Germany sold $5.7 billion of debt today to yield 0 percent, a reflection of how much Europe's largest economy has diverged from its southern neighbors who are paying far more to borrow.
Berlin
Germany's central bank borrowed €4.5 billion ($5.7 billion) today. The interest demanded by lenders in return? Nothing, a measure of the panic in the rest of the eurozone.
“That’s a very good result for us,” said a spokesman of Germany’s Federal Finance Agency in Frankfurt, which manages the sales. “It is an impressive illustration of investors’ search for quality.”
But the first time in history the German central bank sold two-year notes to yield zero percent is evidence of how much trouble the rest of Europe is in. The free money for Germany amount to a loss for investors after inflation. Why are bankers willing to lose money on a loan to Germany? Because it isn't Greece. Or Italy. Or Spain.

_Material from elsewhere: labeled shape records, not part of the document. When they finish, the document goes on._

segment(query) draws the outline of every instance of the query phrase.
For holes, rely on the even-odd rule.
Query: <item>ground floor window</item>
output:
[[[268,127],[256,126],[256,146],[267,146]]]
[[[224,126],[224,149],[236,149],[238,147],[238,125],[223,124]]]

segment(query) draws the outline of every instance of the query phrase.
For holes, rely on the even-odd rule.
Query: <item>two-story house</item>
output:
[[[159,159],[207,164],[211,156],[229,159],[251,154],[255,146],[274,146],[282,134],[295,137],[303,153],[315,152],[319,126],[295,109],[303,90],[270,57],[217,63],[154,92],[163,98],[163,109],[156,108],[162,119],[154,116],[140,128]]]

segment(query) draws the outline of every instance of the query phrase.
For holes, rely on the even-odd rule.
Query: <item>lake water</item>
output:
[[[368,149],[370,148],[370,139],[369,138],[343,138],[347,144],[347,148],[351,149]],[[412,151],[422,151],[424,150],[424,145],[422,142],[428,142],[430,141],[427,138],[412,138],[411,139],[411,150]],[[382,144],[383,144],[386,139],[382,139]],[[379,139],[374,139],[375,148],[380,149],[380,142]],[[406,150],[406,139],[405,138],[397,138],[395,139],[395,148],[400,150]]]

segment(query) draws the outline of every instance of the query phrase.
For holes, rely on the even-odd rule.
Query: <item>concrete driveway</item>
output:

Germany is not only one of the few growing European economies but its domestic finances are rock solid, unlike its eurozone peers. Spain and Italy are paying more than six percent to borrow, because investors fear they'll default. European bankers, worried about ending up holding worthless paper, have few good options but the Bundesbank.
Seven percent is perceived as the threshold beyond which borrowing becomes unsustainable – Greece, Portugal and Ireland all asked the European Union and International Monetary Fund for financial aid after their borrowing costs breached that threshold.